Temperature Trade-off: The paper also illustrates the effect of sampling temperature on hallucination rates. Lowering temperature can reduce hallucinations but at the expense of recall, raising concerns about overly conservative model behaviors.

Detectability of Hallucinations

The detectability of hallucinations was another focus of the paper. The authors use detectors, probing both sentence-level and token-level hallucinations:

Detector Types: Two types of detectors are used: simple heads appended to the pretrained LM, and full models where the entire LM is fine-tuned to detect hallucinations after initial training.
Detection and Model Size: A notable and somewhat counterintuitive discovery is that while larger LMs tend to hallucinate less, the hallucinations they do produce become harder to detect. This inversely proportional relationship between model size and detectability challenges assumptions on progressive scaling benefits.
Precision-Recall Analysis: Through precision-recall evaluation, the paper confirms the superior performance of sentence-level detectors over token-level ones in terms of AUC-PR, although this could vary significantly depending on specific model and detector configurations.

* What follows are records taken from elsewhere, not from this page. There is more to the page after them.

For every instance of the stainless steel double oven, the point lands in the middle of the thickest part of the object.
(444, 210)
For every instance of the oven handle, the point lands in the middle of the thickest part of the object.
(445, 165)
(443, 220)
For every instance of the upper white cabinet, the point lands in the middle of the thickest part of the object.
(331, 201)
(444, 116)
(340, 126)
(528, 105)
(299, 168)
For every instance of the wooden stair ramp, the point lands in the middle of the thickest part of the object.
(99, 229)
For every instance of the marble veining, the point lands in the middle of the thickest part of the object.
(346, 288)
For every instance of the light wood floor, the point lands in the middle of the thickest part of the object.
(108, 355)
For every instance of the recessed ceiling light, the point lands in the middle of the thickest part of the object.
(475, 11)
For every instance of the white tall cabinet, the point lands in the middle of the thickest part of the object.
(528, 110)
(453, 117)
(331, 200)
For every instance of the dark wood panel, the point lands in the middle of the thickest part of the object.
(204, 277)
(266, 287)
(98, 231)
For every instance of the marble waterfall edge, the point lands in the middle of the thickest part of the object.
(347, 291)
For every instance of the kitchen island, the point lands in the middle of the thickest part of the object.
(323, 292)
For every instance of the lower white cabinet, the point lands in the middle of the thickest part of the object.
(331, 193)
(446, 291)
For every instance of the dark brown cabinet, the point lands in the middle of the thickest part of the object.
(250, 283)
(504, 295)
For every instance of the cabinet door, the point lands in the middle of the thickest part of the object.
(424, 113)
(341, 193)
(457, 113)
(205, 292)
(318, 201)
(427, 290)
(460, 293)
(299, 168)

Implications and Future Directions

The paper’s findings have significant implications:

Optimal Scaling: Findings challenge existing beliefs regarding optimal resource allocation in LM training, suggesting alternative strategies such as retrieval augmentation might be required.
Trade-offs in Training: The outlined trade-offs between hallucination rates and model capabilities point towards a nuanced approach to model training that balances between memorization and generalization.
Detector Development: The scaling challenges in hallucination detection highlight the need for innovative solutions that can efficiently manage the complexity involved in detection as models grow in size.

Conclusion

The paper pushes forward the discussion on LM hallucinations by investigating the limits and dynamics of hallucination in a thoroughly controlled knowledge graph setting. While offering valuable insights, it also opens up new questions on how we define, measure, and ultimately mitigate hallucinations in modern LLMs. This nuanced understanding is a crucial stepping stone in advancing the trustworthiness and applicability of LMs in real-world applications.